- Type: Competitive Chess Club
- Founded: 1921
- Location: Hägersten, Stockholm
- Country: Sweden
- Website: Official Website

= SK Rockaden =

Swedish chess club

SK Rockaden is the biggest chess club in Sweden, founded 1921 at Södermalm in central Stockholm, where the club spent most of its first forty years. In 1961 the club moved to the southern suburb Högdalen and in 1993 to its present location in the southwestern suburb Hägerstensåsen in the borough Hägersten-Liljeholmen. SK Rockaden currently has got more than 800 members.

Since the 1972/73 season SK Rockaden plays in the Swedish national premier league, Elitserien i schack, and have won Elitserien and its predecessor Lag-SM (National Team Championship) 27 times since its inception in 1951: 1957–1959, 1980, 1982, 1984–1986, 1992–1998, 2001, 2004, 2005, 2008, 2009, 2014, 2016, 2021, 2023, 2024 2025 and 2026.

SK Rockaden has represented Sweden 19 times in the European Club Cup, arranged by the European Chess Union: 1980/81, 1983/84, 1985/86, 1993, 1994, 1995, 1996, 1997, 1998, 2000, 2001, 2005, 2008, 2014, 2016, 2022, 2023 2024 and 2025. SK Rockaden reached the semifinal in 1986 and the quarter-final in 1993.

Since the 1980s SK Rockaden has been represented by, among others, Grandmasters Ulf Andersson, Lars Karlsson, Erik Blomqvist, Jaan Ehlvest, Vassily Ivanchuk, Eric Lobron, Peter Heine Nielsen, Viktorija Čmilytė, Jon Ludvig Hammer, Arturs Neiksans, Bartosz Socko, Johan Salomon and Jonas Buhl Bjerre as well as Internationell masters Jonas Barkhagen, Robert Bator, Roland Ekström, Thomas Engqvist, Christer Hartman, Erik Hedman, Emil Hermansson, Patrik Lyrberg, Anders Olsson, Jung Min Seo, Mats Sjöberg, Hampus Sörensen, Edvin Trost, Richard Wessman and Michael Wiedenkeller.

For example, when the club won the 2004 championship they included "Super GM" Vassily Ivanchuk, GM Peter Heine Nielsen, GM Eric Lobron, GM Ulf Andersson and GM Lars Karlsson.
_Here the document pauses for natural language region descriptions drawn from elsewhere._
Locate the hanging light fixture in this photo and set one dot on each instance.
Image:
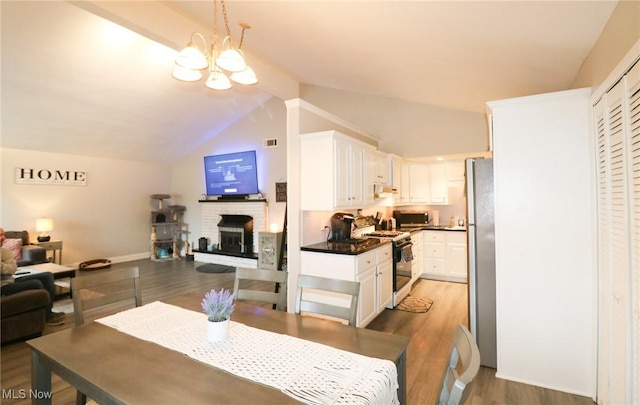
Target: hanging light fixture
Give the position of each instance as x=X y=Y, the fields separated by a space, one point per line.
x=193 y=59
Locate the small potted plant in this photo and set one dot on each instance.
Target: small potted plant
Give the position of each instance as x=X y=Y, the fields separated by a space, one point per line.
x=218 y=305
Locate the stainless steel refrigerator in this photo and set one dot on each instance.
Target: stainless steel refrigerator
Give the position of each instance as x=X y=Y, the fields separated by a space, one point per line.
x=481 y=257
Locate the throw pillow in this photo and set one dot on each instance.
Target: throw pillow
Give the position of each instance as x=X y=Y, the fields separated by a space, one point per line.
x=15 y=246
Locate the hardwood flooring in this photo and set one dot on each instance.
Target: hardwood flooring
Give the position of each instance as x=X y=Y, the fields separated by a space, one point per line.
x=430 y=333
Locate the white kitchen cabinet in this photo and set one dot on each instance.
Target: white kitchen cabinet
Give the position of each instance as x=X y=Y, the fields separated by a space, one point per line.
x=418 y=259
x=434 y=254
x=332 y=171
x=445 y=255
x=428 y=183
x=379 y=167
x=372 y=269
x=384 y=279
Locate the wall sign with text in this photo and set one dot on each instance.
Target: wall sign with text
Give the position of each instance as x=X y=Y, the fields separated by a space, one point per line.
x=50 y=177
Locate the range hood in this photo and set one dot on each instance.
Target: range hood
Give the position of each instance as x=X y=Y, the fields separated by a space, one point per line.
x=380 y=191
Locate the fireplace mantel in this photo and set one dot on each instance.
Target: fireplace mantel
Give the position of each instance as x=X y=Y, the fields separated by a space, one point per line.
x=232 y=201
x=211 y=214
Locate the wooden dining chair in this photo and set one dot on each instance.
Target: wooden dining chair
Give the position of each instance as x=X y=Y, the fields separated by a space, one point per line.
x=251 y=291
x=100 y=290
x=352 y=288
x=92 y=291
x=462 y=368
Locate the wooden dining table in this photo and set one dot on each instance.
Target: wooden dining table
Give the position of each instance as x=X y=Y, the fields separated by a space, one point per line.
x=116 y=368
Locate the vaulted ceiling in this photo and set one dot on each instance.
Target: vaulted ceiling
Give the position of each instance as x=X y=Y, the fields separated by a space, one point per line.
x=74 y=82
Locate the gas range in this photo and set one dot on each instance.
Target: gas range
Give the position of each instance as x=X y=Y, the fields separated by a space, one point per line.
x=393 y=235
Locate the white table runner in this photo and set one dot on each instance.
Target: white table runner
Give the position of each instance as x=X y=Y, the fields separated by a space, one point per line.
x=310 y=372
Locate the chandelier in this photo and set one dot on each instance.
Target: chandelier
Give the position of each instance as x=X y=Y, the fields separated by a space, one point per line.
x=220 y=58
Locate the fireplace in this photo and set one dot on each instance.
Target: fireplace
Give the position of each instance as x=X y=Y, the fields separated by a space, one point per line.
x=235 y=233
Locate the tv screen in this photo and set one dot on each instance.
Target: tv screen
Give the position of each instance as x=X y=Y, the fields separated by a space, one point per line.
x=231 y=174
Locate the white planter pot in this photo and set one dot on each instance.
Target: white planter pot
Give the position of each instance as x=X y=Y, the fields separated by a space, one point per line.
x=217 y=331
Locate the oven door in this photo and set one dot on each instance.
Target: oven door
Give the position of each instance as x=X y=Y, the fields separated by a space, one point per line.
x=403 y=261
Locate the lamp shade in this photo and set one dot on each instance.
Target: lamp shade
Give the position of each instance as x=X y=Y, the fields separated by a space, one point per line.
x=44 y=224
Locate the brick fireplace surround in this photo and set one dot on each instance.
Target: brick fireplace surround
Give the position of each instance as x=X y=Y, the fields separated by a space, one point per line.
x=210 y=214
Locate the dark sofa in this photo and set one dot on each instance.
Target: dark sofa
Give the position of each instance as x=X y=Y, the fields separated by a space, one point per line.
x=31 y=254
x=23 y=315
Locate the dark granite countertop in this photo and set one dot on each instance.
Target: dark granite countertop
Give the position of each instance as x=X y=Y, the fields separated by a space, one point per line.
x=434 y=228
x=342 y=248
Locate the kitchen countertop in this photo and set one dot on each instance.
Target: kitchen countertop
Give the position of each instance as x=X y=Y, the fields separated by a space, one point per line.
x=342 y=248
x=434 y=228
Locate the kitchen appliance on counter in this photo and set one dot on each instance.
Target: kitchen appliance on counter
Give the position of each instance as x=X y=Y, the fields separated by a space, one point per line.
x=402 y=261
x=341 y=226
x=481 y=257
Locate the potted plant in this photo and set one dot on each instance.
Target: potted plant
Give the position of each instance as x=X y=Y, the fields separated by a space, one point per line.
x=218 y=305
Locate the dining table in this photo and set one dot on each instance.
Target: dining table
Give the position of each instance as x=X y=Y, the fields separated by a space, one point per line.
x=113 y=367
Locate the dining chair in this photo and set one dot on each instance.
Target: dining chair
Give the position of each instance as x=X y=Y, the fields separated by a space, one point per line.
x=303 y=303
x=463 y=366
x=103 y=289
x=100 y=290
x=277 y=295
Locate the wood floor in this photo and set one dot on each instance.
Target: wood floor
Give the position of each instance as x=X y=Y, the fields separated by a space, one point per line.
x=430 y=335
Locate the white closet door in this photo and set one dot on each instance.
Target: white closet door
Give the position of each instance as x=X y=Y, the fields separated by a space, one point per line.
x=604 y=256
x=617 y=133
x=633 y=96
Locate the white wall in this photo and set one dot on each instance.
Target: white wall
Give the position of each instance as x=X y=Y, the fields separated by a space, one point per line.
x=266 y=122
x=407 y=129
x=107 y=218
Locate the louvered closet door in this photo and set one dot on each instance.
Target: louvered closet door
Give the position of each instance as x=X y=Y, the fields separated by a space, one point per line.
x=633 y=86
x=617 y=126
x=619 y=245
x=604 y=255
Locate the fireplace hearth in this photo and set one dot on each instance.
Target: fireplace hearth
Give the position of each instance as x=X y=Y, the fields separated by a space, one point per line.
x=235 y=234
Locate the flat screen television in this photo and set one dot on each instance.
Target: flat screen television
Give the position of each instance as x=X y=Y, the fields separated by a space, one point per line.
x=232 y=175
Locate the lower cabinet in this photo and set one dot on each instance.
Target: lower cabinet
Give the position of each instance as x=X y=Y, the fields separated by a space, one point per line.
x=373 y=269
x=445 y=255
x=418 y=255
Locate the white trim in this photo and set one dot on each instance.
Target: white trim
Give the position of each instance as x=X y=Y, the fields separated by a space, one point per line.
x=616 y=74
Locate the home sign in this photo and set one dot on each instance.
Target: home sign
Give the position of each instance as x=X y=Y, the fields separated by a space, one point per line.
x=50 y=177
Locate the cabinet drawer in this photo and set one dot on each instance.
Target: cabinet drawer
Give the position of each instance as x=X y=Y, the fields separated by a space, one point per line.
x=433 y=236
x=434 y=266
x=434 y=250
x=457 y=237
x=384 y=254
x=365 y=261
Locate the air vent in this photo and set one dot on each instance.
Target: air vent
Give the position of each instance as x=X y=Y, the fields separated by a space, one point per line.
x=271 y=143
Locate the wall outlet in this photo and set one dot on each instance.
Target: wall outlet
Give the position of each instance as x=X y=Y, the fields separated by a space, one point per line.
x=270 y=143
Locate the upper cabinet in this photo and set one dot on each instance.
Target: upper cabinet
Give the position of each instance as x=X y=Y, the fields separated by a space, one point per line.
x=428 y=183
x=333 y=172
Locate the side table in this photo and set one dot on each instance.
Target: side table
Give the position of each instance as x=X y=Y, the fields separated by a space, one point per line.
x=53 y=245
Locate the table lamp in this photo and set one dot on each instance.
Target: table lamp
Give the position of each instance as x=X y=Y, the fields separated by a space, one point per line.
x=44 y=225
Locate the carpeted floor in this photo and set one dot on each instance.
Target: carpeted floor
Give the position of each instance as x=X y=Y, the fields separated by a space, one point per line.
x=414 y=304
x=215 y=268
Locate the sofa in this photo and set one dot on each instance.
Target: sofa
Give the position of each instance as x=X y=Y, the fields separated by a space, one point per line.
x=30 y=254
x=23 y=315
When they represented Sweden in the European Club Cup in 2005 their team consisted of one Grandmaster, five International Masters, and a FIDE Master.

Since the beginning of the 1980s SK Rockaden has been Sweden's leading club for junior players. The club has won the National Junior Team Championships Juniorallsvenskan (for players up to 20 years old) 17 times since its inception in 1987: 1990, 1992–1995, 1997–1998, 2005-2010, 2013, 2016, 2018 and 2022. The club has also won the National Cadet Team Championships Kadettallsvenskan (for players up to 16 years old) 20 times since its inception in 1987: 1987-1990, 1992, 1994–1998, 2000, 2003-2008, 2012-2013 and 2016.